SQL Server 2016 running on Windows Server 2012 participating in three replica availability group. All three nodes using gMSA for SQL Server services. gMSA has CONNECT to the instance and the endpoint. System's been working smoothly for over a year.
two out of three nodes behaving normally following windows patching and reboot.
third node can no longer connect to endpoints on other nodes, reporting :
Login failed for user 'domain\machine$'. Reason: Token-based server access validation failed with an infrastructure error. Login lacks Connect SQL permission. [CLIENT: <ip address>].
As I say, the sql services are running under a group managed service account and the AG's have behaved normally over the last year, which includes routine OS patching and restarts.
The computer object in the domain is not disabled nor is the SQL gMSA. The VCO is enabled.

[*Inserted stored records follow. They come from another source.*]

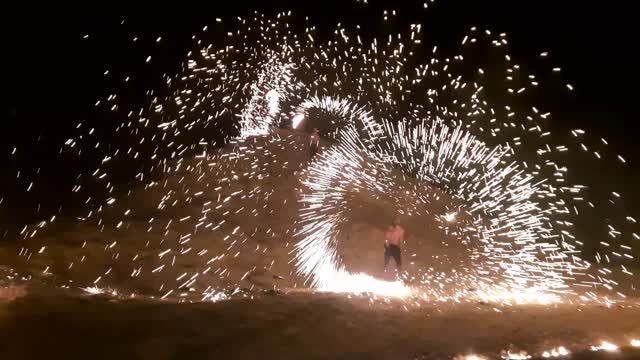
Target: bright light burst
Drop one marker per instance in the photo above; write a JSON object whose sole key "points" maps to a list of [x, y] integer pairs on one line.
{"points": [[386, 116]]}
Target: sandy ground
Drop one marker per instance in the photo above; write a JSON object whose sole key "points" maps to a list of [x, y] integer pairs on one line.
{"points": [[38, 322], [299, 326]]}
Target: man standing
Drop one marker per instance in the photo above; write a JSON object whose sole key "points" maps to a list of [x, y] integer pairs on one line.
{"points": [[393, 238], [314, 143]]}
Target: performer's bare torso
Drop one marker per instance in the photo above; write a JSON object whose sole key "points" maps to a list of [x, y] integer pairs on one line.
{"points": [[394, 235]]}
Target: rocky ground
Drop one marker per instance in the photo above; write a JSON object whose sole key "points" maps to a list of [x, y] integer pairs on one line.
{"points": [[248, 249]]}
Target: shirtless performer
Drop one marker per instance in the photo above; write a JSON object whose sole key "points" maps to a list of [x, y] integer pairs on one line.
{"points": [[393, 238], [314, 143]]}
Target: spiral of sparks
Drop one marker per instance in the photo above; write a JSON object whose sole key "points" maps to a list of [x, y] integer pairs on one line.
{"points": [[427, 120]]}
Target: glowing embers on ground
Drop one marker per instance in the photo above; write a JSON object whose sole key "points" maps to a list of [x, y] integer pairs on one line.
{"points": [[361, 283], [520, 211]]}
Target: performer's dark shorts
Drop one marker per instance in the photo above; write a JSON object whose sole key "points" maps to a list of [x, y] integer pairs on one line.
{"points": [[392, 251], [313, 150]]}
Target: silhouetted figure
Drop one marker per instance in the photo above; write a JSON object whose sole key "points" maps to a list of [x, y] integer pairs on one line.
{"points": [[314, 143], [393, 238]]}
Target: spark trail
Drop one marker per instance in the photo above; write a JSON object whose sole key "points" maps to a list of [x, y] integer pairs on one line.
{"points": [[428, 120]]}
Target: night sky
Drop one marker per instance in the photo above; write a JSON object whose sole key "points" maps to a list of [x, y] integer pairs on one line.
{"points": [[55, 75]]}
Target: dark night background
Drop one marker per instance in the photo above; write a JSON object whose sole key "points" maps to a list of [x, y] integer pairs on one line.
{"points": [[54, 77]]}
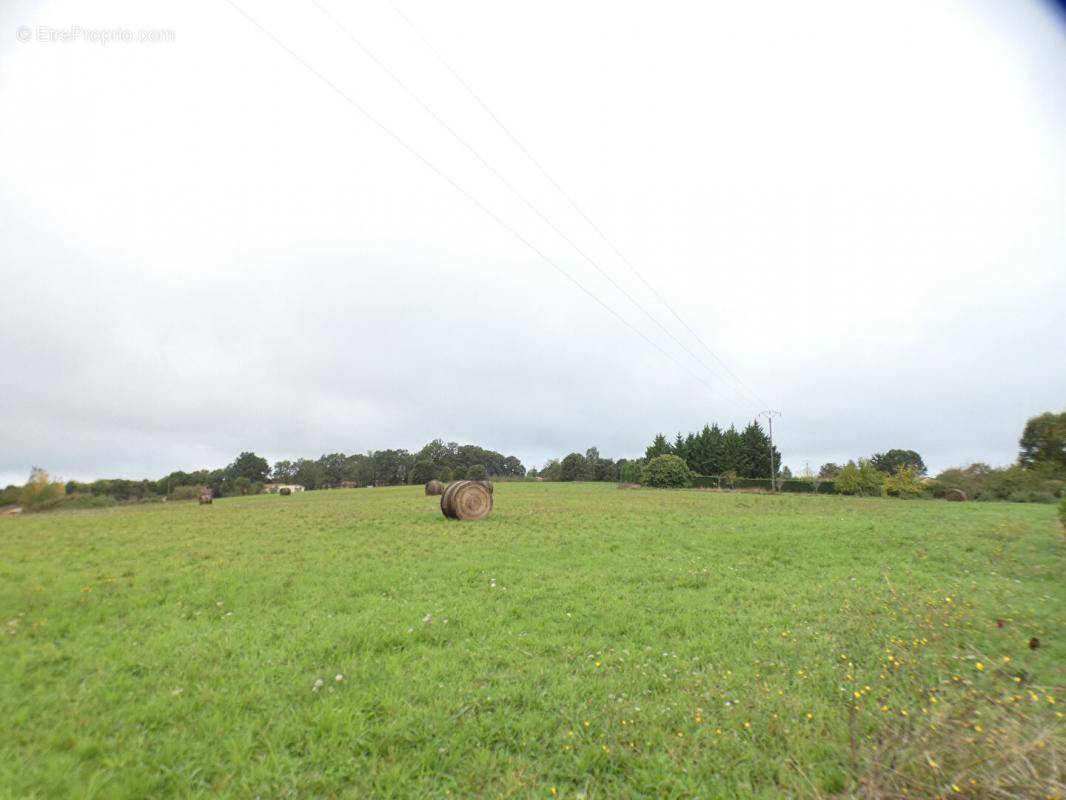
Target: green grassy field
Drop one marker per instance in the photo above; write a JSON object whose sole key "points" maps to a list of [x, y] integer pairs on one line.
{"points": [[581, 641]]}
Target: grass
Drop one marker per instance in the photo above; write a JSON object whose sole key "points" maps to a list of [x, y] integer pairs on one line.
{"points": [[582, 640]]}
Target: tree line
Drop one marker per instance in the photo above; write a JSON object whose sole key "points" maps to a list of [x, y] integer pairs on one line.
{"points": [[709, 451], [248, 472]]}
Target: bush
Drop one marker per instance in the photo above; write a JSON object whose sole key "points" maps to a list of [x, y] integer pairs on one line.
{"points": [[753, 483], [666, 472], [41, 494], [862, 479], [903, 483], [629, 472], [423, 472]]}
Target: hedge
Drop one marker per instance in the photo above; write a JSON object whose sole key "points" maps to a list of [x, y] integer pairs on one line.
{"points": [[705, 481], [714, 481]]}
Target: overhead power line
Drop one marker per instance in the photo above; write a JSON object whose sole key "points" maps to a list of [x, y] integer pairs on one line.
{"points": [[572, 203], [464, 192], [514, 190]]}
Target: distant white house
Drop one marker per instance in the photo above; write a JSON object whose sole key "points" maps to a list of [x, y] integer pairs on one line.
{"points": [[275, 488]]}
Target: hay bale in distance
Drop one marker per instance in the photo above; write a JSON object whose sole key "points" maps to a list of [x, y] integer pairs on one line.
{"points": [[466, 500]]}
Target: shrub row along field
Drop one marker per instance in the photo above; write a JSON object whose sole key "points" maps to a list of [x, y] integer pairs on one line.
{"points": [[580, 641]]}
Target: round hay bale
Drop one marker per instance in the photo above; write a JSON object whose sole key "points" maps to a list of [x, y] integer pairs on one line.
{"points": [[466, 500]]}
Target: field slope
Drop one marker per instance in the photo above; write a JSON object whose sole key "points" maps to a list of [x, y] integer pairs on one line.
{"points": [[581, 641]]}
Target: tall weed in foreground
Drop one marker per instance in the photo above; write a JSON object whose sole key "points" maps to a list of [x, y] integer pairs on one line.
{"points": [[929, 721]]}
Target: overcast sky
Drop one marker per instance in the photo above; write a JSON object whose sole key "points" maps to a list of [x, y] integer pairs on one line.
{"points": [[859, 207]]}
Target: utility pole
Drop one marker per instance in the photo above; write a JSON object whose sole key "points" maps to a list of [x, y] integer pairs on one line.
{"points": [[770, 414]]}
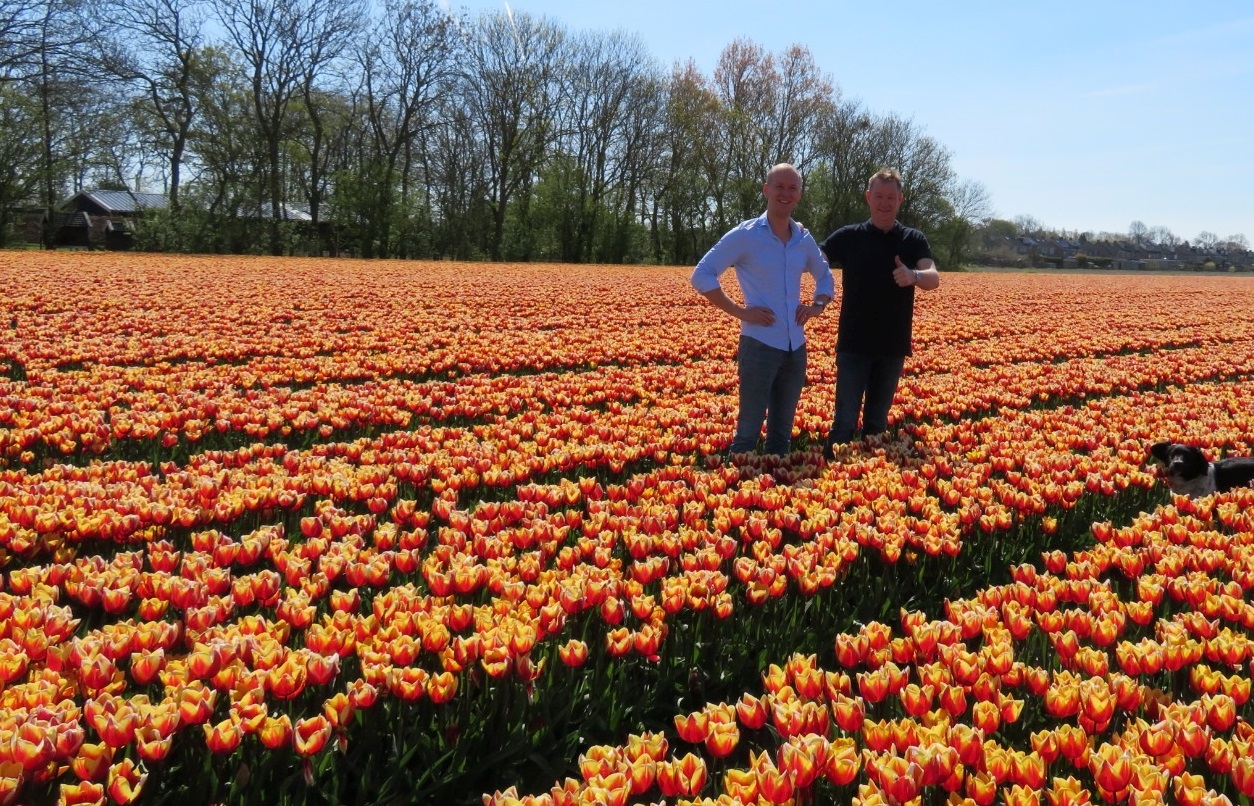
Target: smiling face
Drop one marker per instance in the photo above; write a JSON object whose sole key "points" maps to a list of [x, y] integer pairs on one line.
{"points": [[884, 198], [783, 191]]}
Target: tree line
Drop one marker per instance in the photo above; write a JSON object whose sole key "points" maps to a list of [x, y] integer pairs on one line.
{"points": [[408, 130]]}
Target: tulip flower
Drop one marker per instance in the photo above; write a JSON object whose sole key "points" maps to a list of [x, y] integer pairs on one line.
{"points": [[682, 776]]}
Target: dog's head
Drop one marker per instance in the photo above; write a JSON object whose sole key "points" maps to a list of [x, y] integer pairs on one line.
{"points": [[1183, 465]]}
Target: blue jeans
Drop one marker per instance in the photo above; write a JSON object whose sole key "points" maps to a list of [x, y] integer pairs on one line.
{"points": [[770, 389], [864, 377]]}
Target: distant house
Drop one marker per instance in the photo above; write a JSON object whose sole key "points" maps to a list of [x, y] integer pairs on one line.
{"points": [[100, 218]]}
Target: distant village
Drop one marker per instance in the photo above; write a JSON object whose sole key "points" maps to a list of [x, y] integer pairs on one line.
{"points": [[1043, 251], [108, 219]]}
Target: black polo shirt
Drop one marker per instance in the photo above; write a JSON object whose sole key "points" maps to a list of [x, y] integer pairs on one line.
{"points": [[877, 316]]}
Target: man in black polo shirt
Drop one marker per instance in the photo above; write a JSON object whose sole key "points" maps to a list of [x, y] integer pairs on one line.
{"points": [[882, 265]]}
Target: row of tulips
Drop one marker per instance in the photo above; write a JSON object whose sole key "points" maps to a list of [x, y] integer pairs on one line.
{"points": [[1117, 673], [279, 604], [310, 377], [754, 510]]}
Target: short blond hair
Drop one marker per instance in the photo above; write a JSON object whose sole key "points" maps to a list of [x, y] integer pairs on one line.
{"points": [[781, 168], [885, 174]]}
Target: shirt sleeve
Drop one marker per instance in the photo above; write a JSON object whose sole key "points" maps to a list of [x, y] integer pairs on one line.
{"points": [[830, 248]]}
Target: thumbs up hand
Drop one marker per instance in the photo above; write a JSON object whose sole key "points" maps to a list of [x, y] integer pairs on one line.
{"points": [[903, 275]]}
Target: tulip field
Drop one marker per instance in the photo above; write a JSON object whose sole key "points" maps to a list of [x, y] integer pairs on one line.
{"points": [[281, 530]]}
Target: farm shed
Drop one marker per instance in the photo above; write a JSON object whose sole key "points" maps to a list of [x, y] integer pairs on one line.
{"points": [[102, 218]]}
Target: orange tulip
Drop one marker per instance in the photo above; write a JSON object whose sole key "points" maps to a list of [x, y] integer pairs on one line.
{"points": [[276, 732], [311, 735], [126, 781], [682, 776], [225, 736], [82, 794]]}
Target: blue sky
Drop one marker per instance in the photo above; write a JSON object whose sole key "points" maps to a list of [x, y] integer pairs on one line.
{"points": [[1086, 115]]}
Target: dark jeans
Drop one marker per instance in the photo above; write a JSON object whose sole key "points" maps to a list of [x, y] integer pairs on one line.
{"points": [[770, 389], [864, 377]]}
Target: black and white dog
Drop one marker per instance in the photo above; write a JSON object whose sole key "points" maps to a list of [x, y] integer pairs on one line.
{"points": [[1188, 470]]}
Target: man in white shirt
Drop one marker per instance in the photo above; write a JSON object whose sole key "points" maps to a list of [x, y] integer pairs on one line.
{"points": [[769, 255]]}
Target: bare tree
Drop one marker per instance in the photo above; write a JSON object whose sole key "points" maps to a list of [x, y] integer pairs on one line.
{"points": [[1163, 236], [611, 87], [682, 207], [285, 45], [157, 45], [19, 152], [406, 67], [512, 93], [850, 153], [34, 33], [1238, 242], [1028, 225], [969, 209]]}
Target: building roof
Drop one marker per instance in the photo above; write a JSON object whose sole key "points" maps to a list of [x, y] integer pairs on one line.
{"points": [[124, 201]]}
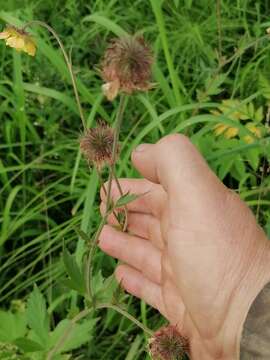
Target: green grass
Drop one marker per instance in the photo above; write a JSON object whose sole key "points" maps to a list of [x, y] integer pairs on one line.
{"points": [[45, 187]]}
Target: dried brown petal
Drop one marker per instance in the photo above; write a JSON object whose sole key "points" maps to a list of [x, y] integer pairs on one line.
{"points": [[97, 145], [168, 344], [126, 66]]}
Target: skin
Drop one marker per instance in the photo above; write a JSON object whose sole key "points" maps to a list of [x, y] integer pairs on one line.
{"points": [[193, 249]]}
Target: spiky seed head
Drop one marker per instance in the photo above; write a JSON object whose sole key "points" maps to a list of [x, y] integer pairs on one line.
{"points": [[97, 145], [126, 66], [168, 344]]}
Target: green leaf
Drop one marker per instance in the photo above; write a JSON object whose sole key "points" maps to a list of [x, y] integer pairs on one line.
{"points": [[28, 345], [253, 157], [37, 316], [126, 199], [264, 86], [78, 334], [76, 280], [12, 326], [212, 85], [83, 235], [258, 117]]}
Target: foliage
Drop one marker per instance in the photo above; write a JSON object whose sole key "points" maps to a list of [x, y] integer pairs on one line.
{"points": [[203, 79]]}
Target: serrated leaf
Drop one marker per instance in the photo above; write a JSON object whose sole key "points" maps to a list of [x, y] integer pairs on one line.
{"points": [[83, 235], [37, 316], [78, 335], [73, 271], [126, 199], [28, 345]]}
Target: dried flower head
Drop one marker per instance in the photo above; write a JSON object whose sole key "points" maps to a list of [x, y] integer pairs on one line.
{"points": [[18, 39], [168, 344], [97, 145], [126, 66]]}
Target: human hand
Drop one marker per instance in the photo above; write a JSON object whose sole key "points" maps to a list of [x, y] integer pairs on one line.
{"points": [[193, 249]]}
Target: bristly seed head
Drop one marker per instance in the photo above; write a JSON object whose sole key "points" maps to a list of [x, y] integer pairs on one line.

Obvious remedy is to grand the machine account connect (instance and endpoint) on each node, but that doesn't answer they why this happened and what's going on.
I've restarted the SQL Service several times, even rebooted. SQL Server service comes back up just fine, but I can't get the primary replica on this AG to come up since it can't connect to the secondaries. Nor can I create new AGs for the same reason. I have deleted this particular AG and restored with recovery the databases to get the application back on line. If I can't figure this out then I'm left with building a new cluster node.
I'm not entirely sure I understand the error, but it seems as though the machine can't access the service account. Anyone have any suggestions?